That brings us to Milchemet Reshut (Discretionary War).  When may these be initiated?  Well, here's what Maimonides says:  a war fought with other nations in order to expand the borders of Israel or magnify its greatness and reputation (Laws of Kings, 5:1).  I must be honest, that sounds bad to me.  I don't think we like countries which go to war for a matter of bragging rights.  However, Maimonides softens the impact by informing us:  In contrast, he may not lead the nation out to wage a milchemat hareshut unless the court of seventy one judges approves (law 2).  Of course, others add that the Kohen Gadol's breastplate (orim v'tumim) must be asked as well.  Based on all of these requirements, most authorities conclude that these discretionary wars are not allowed to us in the modern world.  

Maimonides said that discretionary wars can be fought for expanding boundaries and national pride.  Sounds like a certain political slogan I've heard (Make America Great Again, I loved an email I got which said, 'Ban shredded cheese.  Make America grate, again).  But would the Great Sanhedrin of 71 scholars and communication with God allow such self-aggrandizing adventures?  I'd like to think not.  So, what circumstance would permit a discretionary war?  I think that the answer to that question is contained within the Hebrew word for war, milchama.  The root of that word is lechem, which means 'bread'.  Wars should only be fought for a matter of survival, literally, the struggle to put bread on the table.  The powers ruling Israel would allow a war to feed a starving population, because that life and death situation is similar to the self-preservation associated with wars of self-defense.  The ancient world was pragmatic.  The world's first walled city was Jericho, and they weren't interested in wealth or civic pride.  The walls protected the water of the oasis from the desert nomads who craved that life giving resource.  It's only modern humanity who fights frivolous feuds.

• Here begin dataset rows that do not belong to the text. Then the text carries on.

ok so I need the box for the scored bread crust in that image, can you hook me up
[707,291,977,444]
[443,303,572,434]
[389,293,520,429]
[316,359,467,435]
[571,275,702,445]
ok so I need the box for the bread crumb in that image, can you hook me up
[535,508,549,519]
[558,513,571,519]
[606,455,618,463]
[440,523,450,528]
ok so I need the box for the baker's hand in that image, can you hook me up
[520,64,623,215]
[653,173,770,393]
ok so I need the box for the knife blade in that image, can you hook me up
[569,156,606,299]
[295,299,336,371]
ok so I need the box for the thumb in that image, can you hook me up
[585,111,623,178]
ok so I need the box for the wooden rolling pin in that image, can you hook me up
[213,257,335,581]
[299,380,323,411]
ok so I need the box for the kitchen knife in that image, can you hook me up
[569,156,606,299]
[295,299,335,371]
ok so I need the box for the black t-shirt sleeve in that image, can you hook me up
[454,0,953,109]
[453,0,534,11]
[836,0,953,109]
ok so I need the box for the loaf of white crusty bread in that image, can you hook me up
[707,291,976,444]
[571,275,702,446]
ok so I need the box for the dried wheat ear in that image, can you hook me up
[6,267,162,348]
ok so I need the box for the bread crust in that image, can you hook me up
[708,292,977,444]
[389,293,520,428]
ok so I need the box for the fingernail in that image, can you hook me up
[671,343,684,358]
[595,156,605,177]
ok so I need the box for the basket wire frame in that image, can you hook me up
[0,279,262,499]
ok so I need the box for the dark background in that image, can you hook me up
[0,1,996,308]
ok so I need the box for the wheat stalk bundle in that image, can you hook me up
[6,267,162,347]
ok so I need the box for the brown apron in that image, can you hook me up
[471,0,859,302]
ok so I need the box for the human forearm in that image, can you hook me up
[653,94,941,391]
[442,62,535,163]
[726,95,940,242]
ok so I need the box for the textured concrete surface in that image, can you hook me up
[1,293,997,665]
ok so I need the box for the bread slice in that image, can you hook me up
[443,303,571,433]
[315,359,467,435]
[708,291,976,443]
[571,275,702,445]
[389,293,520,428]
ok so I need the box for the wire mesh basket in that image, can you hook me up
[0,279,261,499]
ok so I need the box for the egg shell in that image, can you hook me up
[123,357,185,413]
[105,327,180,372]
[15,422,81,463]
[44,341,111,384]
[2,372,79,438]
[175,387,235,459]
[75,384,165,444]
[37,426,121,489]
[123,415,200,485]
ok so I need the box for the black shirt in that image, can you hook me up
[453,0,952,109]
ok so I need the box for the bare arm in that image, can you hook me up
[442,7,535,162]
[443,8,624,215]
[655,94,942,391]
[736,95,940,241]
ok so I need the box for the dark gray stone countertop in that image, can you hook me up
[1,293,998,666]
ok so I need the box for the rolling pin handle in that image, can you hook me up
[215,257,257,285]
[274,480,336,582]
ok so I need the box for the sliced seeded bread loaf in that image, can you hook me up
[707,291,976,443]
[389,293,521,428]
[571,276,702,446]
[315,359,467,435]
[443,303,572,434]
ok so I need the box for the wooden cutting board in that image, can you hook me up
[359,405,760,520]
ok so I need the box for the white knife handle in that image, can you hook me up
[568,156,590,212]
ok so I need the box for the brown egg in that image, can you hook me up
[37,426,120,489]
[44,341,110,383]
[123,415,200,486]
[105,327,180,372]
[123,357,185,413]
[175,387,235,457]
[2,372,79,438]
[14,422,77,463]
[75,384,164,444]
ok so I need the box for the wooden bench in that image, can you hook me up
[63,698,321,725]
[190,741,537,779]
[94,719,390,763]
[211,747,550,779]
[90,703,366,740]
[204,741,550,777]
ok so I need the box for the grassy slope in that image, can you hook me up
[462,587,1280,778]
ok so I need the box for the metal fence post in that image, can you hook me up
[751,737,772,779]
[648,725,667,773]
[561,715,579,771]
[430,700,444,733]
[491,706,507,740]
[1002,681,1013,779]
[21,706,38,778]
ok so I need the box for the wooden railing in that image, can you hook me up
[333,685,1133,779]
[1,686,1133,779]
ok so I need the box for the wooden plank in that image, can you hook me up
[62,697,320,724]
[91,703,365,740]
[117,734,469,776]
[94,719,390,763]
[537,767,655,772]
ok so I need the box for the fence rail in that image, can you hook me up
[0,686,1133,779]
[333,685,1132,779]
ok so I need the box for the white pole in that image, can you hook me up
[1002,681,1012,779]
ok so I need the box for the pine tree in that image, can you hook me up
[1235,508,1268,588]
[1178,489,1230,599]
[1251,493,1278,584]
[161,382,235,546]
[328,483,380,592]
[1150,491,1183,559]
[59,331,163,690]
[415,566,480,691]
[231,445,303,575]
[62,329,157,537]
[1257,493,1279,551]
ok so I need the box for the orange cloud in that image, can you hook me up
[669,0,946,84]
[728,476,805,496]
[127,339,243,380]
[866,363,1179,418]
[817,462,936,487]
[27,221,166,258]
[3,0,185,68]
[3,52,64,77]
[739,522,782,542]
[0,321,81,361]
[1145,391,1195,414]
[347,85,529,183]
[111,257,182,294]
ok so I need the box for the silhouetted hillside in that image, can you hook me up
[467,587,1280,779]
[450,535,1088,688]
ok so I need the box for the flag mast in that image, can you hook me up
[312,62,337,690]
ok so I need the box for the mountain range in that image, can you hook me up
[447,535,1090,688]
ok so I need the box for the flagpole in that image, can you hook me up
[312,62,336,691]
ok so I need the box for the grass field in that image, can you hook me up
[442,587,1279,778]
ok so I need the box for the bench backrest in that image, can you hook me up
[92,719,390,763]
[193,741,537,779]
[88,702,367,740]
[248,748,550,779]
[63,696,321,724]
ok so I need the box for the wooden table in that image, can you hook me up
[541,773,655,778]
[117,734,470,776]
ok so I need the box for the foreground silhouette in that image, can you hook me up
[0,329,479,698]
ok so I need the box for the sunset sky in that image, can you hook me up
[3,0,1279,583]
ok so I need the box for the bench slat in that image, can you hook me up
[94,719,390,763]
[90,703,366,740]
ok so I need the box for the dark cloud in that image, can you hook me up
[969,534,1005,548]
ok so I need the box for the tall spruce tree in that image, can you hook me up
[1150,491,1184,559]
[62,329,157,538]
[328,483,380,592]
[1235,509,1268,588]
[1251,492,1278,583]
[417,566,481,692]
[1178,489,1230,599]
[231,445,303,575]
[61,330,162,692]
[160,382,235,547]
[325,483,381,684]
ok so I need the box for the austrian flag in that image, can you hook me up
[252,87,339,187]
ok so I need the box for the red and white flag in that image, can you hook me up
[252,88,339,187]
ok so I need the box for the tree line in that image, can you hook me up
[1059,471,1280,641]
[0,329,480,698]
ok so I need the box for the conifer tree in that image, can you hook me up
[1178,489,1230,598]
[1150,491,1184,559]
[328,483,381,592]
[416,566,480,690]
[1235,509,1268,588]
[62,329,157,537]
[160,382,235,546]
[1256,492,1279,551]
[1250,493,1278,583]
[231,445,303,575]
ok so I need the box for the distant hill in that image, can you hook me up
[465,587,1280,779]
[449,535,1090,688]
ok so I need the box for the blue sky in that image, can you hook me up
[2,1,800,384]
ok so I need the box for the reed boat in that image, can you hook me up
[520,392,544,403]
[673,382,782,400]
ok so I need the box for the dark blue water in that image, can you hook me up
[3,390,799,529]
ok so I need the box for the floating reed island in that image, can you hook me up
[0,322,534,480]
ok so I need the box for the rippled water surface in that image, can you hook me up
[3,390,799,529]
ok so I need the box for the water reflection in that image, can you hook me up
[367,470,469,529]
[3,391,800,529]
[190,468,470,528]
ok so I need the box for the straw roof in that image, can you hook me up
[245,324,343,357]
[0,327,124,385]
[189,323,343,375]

But throughout the last two millennia our scholars have applied these lessons of war to our private lives.  What do these laws teach? The Kli Yakar points the way by noting that the language in our verse (and a similar verse last week) is not what we would have expected.  Here's the verse:  When you go out (tetze) to war over (al) your enemies (Deuteronomy 21:10).  He explains that it would have made more sense to say 'when you go (teilech) to fight against (k'neged) your enemy.'  So, why the anomalous language?  The Kli Yakar teaches us a little history.  The Jews lost the war against Rome in 70 CE, because we were fighting ourselves within the walls rather the Romans outside the walls.  We also made the mistake of fighting 'against' the Bad Guys on their level.  We have to listen to the verse and fight 'over' them.  We have to stand for something, and rise above worldly concerns of power and might to represent right over wrong, and good over bad.

In our personal lives, as well, we have to bring the war to the bad guys, not fight against ourselves. We have to identify the exact personality issue which we must combat as part of our teshuva process.  Remember our verse talks about capturing captives, which in Hebrew is:  v'shavita shivyo (and you take his captive, 21:10).  The word shavita can mean capture or return, so that it could just as easily refer to our own battle to repent.  But notice everyone has to repent from their own personal captivity or spiritual dilemma.  Make your war a surgical strike, leaving the least collateral damage to your psyche behind.

Todah l'El (Thank God), today, we have a Jewish State, and many of these laws can be applied in their original sense.  But that doesn't diminish the amazing, original ideas generated by centuries of rabbis to make these verses relevant to their times of Jewish exile.  Getting ready for Rosh Hashanah, therefore, is like preparing for war.